Cecile’s face was changing. “You think you can arrange these matters without my consent, do you?” she said, her voice savage, and low.
“Somebody has to arrange them,” said Colette.
“You think you can coif and drape that girl as if she were a princess, parading her back and forth for your own vanity, that’s what it is, your own vanity, you think you can treat her like royalty with her brother in the shadow! Well, I tell you I won’t have it, I won’t listen to this anymore, I won’t see her preened and strutting like a peacock, her brother goes with her to that opera, he has a seat in the front row of that box, or by God your little marionette doesn’t go.”
Both the aunts were silent.
Colette was the first to rise, gathering her shawl up quickly, and putting on her gloves. Louisa murmured some brief words about the time, and the likelihood of rain, they ought to be going.
“Maman, I didn’t mean for there to be a quarrel,” Marcel whispered. “I can go to the opera with Richard, perhaps…I’ll see.”
“You can go with us, baby,” Louisa said, “Of course, you can, why we’ve arranged for an entire box, you can sit with us.” She slipped her cape over her shoulders adjusting the hood. Colette had paused at the door. She was looking back at Cecile with that same dark expression that had marked her face throughout the conversation when she had been quiet.
“You’re jealous of your daughter,” she said suddenly. All heads turned to her. Marcel was stunned.
“You’re jealous of her,” Colette said again, “you’ve been jealous of her since the day she was born.”
Cecile rose, upsetting the coffee cups. “You dare say this to me, in my own house!”
“You’re unnatural,” Colette said, and turning went out the door.
Cecile, in a paroxysm of rage turned her back as Louisa followed, and Marcel took his mother gently in his arms.
“Maman,” he said, “sit down, this is just an argument, sit down.”
She was trembling, and struggling to get out her handkerchief pressed it to her nose. As she settled again in the chair, she reached out for his lapels and pulled him down opposite her.

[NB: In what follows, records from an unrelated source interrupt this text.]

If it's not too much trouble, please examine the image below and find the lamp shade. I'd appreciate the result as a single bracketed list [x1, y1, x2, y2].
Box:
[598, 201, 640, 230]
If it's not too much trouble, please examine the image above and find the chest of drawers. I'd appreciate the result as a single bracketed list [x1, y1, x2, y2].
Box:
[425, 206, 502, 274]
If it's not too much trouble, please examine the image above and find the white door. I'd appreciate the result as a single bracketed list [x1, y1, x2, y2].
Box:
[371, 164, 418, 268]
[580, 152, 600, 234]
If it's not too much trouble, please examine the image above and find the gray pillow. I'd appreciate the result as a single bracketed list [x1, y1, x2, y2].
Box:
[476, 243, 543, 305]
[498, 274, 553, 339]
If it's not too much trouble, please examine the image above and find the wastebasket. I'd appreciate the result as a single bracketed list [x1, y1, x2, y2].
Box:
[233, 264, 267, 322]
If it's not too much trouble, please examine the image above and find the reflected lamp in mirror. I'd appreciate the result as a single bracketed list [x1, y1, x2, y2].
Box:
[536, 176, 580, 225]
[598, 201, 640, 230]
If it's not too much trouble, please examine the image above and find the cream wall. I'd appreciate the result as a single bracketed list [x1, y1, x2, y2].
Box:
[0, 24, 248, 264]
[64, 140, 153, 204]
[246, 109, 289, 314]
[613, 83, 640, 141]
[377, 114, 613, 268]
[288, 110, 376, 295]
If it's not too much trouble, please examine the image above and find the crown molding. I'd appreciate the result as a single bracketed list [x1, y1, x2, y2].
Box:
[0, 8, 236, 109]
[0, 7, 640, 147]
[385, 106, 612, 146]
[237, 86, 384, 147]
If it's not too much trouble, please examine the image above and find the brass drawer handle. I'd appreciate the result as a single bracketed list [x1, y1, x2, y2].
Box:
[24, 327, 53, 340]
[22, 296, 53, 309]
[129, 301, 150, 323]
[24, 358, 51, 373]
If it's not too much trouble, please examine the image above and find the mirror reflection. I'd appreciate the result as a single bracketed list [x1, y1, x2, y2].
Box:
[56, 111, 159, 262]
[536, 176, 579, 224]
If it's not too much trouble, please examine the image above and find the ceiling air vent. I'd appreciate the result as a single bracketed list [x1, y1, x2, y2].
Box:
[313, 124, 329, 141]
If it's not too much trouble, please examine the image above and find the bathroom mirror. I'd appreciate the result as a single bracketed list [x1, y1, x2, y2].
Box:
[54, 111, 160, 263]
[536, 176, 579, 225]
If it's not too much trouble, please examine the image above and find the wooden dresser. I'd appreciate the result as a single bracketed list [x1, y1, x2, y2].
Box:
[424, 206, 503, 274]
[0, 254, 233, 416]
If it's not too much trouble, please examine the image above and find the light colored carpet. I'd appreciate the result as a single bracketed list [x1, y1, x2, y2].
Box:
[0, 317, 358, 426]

“I’m going to make things right with Monsieur Philippe,” she said in a low, choking voice, “I’ll explain to him I was distraught when I wrote the note, that I missed him. He’ll understand. There’s so much that passes between that man and myself, you don’t know,” she forced a strange glittering smile, her hand stroking his lapel. “No one knows, only the woman knows who is alone with the man. It will be all right.” Her voice became rapid, a little feverish, and with both hands now she held the lapels of his coat. “You know, once Monsieur Philippe told me that he’d write letters for you, letters to gentlemen in Paris that he knew, why letters of introduction so you could be received. You know when I saw you in the crib, when they first brought you to me, I made a vow, I told Monsieur Philippe that vow, he promised me, I swear to you, no one is going to break that promise…”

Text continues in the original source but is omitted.